Herman Sörgel (2 April 1885— 25 December 1952) was a German architect. He was the originator of the idea of Atlantropa—a utopian continent created by damming the Strait of Gibraltar, the Dardanelles, and the Congo river. His idea called for the damming, and thus lowering, of the Mediterranean Sea level and then making use of the difference between the Mediterranean and the Atlantic sea levels to generate hydro-electric power. Sorgel's idea to lower sea levels would increase the dry land areas around the Mediterranean and provide overland access to Africa. Damming the Congo river would refill the basin surrounding Lake Chad providing fresh water to irrigate the Sahara and shipping access to the African interior.

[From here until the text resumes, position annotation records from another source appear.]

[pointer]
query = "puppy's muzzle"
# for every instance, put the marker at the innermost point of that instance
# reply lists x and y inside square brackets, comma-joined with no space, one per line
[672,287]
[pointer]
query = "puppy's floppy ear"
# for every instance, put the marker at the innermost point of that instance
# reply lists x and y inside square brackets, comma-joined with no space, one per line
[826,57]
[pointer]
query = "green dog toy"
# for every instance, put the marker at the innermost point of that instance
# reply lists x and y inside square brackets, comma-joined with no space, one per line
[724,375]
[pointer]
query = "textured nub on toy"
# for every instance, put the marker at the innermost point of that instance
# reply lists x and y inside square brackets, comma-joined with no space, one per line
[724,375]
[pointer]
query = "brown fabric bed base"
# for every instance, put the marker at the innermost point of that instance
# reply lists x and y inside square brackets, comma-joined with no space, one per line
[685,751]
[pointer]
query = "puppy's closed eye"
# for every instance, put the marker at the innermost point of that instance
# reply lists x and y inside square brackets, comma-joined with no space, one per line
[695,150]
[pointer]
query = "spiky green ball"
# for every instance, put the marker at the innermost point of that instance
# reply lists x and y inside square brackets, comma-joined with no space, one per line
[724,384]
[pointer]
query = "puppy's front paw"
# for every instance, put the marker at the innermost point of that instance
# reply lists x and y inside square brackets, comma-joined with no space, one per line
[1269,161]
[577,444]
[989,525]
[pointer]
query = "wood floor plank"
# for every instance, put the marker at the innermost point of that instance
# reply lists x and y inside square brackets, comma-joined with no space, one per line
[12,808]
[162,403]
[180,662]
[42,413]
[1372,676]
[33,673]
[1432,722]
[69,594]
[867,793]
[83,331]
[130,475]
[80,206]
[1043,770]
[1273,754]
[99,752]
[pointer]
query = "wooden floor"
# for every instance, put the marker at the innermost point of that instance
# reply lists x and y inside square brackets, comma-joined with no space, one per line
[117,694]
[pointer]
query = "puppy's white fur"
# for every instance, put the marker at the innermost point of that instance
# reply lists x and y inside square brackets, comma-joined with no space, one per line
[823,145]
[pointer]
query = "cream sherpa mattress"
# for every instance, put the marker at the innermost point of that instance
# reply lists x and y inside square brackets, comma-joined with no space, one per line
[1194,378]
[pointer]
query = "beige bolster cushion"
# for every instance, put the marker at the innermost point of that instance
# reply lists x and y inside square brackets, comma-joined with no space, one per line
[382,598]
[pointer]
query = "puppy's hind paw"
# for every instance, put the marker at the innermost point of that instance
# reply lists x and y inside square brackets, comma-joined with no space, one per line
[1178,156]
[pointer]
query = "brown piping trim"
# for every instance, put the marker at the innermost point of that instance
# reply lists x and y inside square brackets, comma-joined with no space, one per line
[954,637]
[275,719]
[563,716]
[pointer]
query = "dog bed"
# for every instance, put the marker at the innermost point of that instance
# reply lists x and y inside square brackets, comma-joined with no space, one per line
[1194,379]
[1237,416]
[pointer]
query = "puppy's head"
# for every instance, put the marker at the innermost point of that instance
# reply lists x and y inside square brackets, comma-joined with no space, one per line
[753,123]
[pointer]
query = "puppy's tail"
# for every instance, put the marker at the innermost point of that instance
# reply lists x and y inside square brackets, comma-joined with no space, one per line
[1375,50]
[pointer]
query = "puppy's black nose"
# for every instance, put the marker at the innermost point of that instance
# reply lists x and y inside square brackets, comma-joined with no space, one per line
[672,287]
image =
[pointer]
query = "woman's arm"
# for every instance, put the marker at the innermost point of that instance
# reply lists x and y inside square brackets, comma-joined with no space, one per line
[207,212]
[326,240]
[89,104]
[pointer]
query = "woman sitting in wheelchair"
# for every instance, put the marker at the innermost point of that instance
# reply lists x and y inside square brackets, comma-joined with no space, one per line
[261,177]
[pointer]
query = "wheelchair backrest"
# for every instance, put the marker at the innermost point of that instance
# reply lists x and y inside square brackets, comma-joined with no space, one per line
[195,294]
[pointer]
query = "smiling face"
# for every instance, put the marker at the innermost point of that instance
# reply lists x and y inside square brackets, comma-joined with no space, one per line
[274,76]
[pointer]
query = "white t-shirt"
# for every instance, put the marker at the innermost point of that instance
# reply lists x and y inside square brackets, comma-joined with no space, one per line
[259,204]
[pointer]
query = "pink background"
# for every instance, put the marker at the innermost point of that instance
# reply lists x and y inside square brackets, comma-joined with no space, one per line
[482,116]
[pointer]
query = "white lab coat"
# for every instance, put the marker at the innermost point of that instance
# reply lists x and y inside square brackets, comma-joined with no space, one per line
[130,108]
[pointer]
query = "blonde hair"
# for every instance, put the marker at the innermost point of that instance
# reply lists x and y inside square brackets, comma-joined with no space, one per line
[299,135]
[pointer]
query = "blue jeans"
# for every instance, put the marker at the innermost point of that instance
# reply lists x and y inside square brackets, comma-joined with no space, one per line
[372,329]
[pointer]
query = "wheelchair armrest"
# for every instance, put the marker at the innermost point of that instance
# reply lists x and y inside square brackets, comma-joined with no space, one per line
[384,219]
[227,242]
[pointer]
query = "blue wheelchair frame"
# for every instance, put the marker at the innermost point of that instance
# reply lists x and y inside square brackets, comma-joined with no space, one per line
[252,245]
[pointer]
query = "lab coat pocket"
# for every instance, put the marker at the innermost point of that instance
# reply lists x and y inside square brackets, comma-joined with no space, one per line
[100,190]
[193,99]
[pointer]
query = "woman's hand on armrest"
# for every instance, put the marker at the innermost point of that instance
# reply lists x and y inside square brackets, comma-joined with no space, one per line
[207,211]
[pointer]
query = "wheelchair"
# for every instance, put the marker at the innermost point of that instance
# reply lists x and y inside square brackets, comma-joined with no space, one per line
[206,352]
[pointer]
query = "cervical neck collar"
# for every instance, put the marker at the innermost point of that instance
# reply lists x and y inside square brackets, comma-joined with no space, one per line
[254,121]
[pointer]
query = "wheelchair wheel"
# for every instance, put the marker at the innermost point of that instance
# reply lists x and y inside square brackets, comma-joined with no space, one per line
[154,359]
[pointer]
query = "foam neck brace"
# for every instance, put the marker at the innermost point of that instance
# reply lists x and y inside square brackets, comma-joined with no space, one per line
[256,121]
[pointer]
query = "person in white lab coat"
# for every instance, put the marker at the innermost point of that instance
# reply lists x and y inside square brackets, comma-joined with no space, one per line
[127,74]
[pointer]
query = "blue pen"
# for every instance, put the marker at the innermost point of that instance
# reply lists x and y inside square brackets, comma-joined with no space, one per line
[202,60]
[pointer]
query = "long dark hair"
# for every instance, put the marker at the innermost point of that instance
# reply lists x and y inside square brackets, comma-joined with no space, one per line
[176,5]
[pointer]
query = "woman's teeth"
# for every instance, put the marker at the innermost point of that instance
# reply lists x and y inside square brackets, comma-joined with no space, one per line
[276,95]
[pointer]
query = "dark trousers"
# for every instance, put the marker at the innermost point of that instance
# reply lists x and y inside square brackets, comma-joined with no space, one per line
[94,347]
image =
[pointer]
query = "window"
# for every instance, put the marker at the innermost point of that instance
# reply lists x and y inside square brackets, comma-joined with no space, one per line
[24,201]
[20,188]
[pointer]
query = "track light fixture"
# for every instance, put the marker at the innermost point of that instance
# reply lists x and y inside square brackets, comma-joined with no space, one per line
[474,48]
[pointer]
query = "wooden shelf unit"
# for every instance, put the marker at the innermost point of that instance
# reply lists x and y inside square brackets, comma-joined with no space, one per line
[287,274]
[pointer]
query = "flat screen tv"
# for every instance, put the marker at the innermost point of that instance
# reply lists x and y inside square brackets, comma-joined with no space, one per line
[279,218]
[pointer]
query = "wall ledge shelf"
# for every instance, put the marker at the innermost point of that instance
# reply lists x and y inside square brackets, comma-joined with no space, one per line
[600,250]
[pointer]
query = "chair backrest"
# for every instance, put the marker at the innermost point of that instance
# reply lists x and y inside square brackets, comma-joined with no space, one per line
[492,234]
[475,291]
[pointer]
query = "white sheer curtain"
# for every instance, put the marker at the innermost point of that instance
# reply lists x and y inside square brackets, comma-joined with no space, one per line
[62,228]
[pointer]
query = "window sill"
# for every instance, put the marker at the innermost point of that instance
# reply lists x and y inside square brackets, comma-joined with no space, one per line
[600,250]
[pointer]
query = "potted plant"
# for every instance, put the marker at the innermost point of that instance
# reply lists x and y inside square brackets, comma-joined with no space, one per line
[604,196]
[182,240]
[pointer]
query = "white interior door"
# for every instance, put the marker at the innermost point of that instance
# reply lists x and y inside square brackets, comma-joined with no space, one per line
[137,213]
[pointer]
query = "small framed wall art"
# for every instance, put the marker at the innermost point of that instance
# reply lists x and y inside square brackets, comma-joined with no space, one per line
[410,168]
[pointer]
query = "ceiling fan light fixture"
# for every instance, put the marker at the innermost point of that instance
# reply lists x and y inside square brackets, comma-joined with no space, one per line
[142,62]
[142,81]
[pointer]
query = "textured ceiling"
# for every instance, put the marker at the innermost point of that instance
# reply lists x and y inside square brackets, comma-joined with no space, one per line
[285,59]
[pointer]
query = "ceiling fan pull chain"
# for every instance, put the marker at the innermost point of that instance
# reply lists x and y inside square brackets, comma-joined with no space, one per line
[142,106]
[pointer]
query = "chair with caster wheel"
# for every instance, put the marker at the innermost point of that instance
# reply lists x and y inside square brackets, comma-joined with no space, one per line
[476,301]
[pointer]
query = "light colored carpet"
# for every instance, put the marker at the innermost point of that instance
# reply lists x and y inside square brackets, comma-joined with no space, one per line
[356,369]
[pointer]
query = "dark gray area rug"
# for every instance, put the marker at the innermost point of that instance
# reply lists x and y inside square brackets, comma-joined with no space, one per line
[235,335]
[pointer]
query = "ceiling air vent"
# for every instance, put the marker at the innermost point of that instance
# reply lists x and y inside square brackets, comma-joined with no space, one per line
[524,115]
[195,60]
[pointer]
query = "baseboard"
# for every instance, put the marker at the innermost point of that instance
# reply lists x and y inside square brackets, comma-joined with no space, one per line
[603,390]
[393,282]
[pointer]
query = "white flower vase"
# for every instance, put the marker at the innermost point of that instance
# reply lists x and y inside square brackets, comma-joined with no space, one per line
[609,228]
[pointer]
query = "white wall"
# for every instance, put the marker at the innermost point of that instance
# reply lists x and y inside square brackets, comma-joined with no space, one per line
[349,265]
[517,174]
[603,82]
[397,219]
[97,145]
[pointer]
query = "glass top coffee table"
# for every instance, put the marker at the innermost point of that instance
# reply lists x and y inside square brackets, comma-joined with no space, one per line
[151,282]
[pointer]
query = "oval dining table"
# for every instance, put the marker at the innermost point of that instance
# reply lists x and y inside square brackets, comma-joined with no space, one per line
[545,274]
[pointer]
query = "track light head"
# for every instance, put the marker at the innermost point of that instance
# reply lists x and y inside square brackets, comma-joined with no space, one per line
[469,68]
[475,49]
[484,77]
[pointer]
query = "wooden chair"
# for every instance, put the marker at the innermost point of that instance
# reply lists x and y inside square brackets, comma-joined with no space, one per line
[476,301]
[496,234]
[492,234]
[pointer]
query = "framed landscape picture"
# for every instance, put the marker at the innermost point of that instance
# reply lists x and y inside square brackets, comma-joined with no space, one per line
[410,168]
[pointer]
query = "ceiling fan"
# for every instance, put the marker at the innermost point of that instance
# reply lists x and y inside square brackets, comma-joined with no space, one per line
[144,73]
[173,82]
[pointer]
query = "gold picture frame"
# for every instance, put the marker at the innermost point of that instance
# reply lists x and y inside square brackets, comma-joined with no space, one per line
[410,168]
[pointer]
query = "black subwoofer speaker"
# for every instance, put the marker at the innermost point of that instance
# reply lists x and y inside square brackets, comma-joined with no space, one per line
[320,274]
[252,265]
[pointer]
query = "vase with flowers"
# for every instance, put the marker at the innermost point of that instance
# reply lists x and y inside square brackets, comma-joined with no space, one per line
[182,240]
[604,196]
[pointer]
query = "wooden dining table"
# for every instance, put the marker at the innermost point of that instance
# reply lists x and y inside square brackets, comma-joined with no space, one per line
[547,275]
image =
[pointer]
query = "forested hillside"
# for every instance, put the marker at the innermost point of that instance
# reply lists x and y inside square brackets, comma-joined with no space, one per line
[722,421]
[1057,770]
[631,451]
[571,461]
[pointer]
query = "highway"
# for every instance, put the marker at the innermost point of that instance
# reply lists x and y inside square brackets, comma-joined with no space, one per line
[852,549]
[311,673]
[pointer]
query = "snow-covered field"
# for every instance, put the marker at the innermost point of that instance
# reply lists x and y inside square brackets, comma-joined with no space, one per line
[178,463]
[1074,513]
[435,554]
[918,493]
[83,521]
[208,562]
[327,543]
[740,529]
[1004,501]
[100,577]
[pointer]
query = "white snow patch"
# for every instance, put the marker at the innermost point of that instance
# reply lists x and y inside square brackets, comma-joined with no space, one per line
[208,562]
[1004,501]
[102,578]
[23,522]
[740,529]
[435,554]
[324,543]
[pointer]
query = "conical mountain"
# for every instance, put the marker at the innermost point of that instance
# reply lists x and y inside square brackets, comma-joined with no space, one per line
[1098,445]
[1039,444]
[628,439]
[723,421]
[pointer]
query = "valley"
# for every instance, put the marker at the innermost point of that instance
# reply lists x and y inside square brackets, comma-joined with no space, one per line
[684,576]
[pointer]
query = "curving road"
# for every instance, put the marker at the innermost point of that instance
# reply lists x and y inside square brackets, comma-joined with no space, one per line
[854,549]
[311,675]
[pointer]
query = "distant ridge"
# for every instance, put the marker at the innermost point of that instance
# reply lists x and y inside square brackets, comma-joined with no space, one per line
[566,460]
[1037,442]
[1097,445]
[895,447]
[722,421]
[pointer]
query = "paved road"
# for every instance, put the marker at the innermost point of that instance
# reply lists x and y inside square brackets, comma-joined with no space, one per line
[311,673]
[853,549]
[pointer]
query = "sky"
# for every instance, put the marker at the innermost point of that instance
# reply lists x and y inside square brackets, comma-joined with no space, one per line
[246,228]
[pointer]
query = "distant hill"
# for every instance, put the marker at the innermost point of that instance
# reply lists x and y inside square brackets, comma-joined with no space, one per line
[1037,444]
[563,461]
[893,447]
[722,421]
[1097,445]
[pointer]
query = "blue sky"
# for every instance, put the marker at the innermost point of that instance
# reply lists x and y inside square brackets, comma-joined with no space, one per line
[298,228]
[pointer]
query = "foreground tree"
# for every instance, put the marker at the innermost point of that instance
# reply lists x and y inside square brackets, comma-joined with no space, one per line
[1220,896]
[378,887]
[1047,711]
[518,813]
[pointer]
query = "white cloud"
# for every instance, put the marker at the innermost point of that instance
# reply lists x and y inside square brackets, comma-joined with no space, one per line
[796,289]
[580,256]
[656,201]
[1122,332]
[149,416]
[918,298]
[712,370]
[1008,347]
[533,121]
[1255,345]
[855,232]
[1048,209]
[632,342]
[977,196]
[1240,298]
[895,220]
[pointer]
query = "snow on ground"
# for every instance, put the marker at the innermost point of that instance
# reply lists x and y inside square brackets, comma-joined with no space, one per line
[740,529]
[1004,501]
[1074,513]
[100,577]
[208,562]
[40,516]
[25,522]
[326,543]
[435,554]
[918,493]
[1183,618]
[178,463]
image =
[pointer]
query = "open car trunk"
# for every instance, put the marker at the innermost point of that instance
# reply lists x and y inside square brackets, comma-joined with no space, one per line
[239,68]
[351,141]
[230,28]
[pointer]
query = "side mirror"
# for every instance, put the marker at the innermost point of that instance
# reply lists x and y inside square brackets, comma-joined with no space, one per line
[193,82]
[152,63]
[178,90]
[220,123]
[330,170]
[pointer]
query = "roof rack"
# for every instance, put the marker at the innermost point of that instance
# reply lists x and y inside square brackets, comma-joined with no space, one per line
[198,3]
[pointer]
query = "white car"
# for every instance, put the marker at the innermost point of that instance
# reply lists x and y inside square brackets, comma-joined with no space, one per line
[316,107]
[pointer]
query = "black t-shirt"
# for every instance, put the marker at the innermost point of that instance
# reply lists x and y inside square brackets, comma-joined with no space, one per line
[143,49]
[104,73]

In 1942, Sörgel was banned from publishing his works by the Nazis. Some of his publications prior to the ban included:
Sörgel, Herman (1929). Mittelmeer-Senkung. Sahara-Bewässerung = Lowering the Mediterranean, Irrigating the Sahara (Panropa Project), pamphlet. Leipzig: J.M. Gebhardt.
Sörgel, Herman (1933). Foreword to "Technokratie - die neue Heilslehre" by Wayne W. Parrish. Munich: R. Piper & Co.
Sörgel, Herman (1938). Die drei großen „A“. Großdeutschland und italienisches Imperium, die Pfeiler Atlantropas. [Amerika, Atlantropa, Asien]. Munich: Piloty & Loehle.
Sörgel, Herman (1942). Atlantropa-ABC: Kraft, Raum, Brot. Erläuterungen zum Atlantropa-Projekt. Leipzig: Arnd.
Sörgel, Herman (1948). Foreword to "Atlantropa. Wesenszüge eines Projekts" by John Knittel. Stuttgart: Behrendt.
Born in Regensburg, Sörgel died shortly after having been struck by a car while on his bicycle en route to a lecture at a German university in Munich. The accident happened on a road "as straight as a die" and the driver of the car was never found.